Pallette Stone Corp. v. Ebert

Court: Appellate Division of the Supreme Court of the State of New York
Date filed: 1994-12-29
Citations: 210 A.D.2d 807, 620 N.Y.S.2d 611, 1994 N.Y. App. Div. LEXIS 13236
Copy Citations
1 Citing Case
Lead Opinion
Mercure, J.

Appeal from an order of the Supreme Court (Viscardi, J.), entered August 5, 1993 in Saratoga County, which denied defendant’s motion to vacate a default judgment entered against him.

Page 808
Plaintiff commenced this action on November 7, 1989 by personal service of a summons with notice upon defendant. Avowedly taking the position that the service did not confer jurisdiction over him because he had never filed a certificate of doing business under the name of Ebert’s Paving, defendant did not appear in the action. Plaintiff subsequently sought and obtained a default judgment in the amount of $19,773.21. Defendant then moved to vacate the judgment for want of jurisdiction (CPLR 5015 [a] [4]) or as procured by fraud or misrepresentation (CPLR 5015 [a] [3]) or, that failing, that the judgment be opened so that he could present a defense on the merits (CPLR 5015 [a] [1]; 3012 [d]). Supreme Court denied the motion and defendant appeals.

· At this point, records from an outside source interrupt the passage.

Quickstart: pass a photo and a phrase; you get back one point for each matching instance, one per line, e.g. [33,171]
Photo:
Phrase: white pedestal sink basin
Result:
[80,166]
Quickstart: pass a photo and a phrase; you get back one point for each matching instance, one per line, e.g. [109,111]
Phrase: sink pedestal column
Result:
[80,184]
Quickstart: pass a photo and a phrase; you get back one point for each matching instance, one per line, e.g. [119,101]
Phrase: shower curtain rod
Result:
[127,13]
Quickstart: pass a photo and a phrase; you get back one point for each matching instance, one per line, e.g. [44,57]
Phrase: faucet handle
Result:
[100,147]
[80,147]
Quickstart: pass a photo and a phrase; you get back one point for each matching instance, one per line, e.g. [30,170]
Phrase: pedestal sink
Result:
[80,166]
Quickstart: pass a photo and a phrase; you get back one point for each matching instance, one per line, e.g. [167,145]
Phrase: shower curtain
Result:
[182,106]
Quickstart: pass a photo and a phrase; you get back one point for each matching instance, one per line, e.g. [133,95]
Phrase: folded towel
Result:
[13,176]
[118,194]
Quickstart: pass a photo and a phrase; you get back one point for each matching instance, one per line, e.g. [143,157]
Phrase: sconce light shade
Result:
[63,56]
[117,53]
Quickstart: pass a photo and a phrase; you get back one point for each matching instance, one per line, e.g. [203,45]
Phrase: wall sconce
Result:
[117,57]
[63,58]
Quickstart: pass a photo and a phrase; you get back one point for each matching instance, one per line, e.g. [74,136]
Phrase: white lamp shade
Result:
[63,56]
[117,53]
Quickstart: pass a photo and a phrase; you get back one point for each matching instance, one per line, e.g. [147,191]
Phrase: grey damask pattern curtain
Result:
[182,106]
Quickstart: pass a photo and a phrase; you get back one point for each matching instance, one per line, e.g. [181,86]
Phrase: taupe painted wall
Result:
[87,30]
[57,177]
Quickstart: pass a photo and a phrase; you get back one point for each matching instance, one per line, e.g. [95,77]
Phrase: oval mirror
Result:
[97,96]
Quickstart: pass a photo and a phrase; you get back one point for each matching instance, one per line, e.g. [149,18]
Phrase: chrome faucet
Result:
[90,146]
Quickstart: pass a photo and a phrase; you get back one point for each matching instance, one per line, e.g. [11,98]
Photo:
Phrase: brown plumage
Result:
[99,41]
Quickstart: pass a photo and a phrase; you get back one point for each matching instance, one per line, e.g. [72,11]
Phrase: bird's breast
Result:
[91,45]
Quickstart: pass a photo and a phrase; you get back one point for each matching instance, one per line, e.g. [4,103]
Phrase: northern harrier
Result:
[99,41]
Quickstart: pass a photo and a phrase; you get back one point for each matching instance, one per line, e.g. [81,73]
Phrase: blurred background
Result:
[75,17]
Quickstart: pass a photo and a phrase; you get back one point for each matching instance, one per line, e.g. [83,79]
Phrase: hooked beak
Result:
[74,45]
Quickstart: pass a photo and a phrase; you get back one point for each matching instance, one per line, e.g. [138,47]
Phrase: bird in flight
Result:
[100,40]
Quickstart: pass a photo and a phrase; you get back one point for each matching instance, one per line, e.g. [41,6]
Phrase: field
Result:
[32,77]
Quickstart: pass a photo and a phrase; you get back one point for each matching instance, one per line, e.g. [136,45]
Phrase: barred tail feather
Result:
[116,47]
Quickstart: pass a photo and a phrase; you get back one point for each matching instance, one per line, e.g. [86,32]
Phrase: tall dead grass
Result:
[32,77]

We affirm. There is no question that plaintiff obtained personal jurisdiction over defendant and that the mere misstatement of a party’s business name cannot constitute fraud or misrepresentation within the purview of CPLR 5015 (a) (3). As for the alternative request for relief from the default, the burden was on defendant to show a reasonable excuse for his default and a meritorious defense to the action (see, La Griglia, Inc. v Firemen’s Ins. Cos., 198 AD2d 637, 638, lv dismissed 83 NY2d 801). Even accepting the premise that defendant has made a showing of a colorable defense to the action, we cannot subscribe to the view that defendant’s avowed assumption that he was free to ignore a summons naming him as an individual defendant because of the paper’s purported misstatement of his trade name establishes a reasonable excuse for his default (see, Fargnoli Food Distrib. v Jennies Bakery, 209 AD2d 806; Whitaker v McGee, 95 AD2d 938, 939; Di Gangi v Schiffgens, 90 AD2d 805, 806). As a final matter, the current argument concerning plaintiff’s noncompliance with the notice requirement of CPLR 3215 (g) (3) was not raised before Supreme Court and, thus, has not been preserved for our consideration.

Cardona, P. J., Mikoll, White and Yesawich Jr., JJ., concur. Ordered that the order is affirmed, with costs.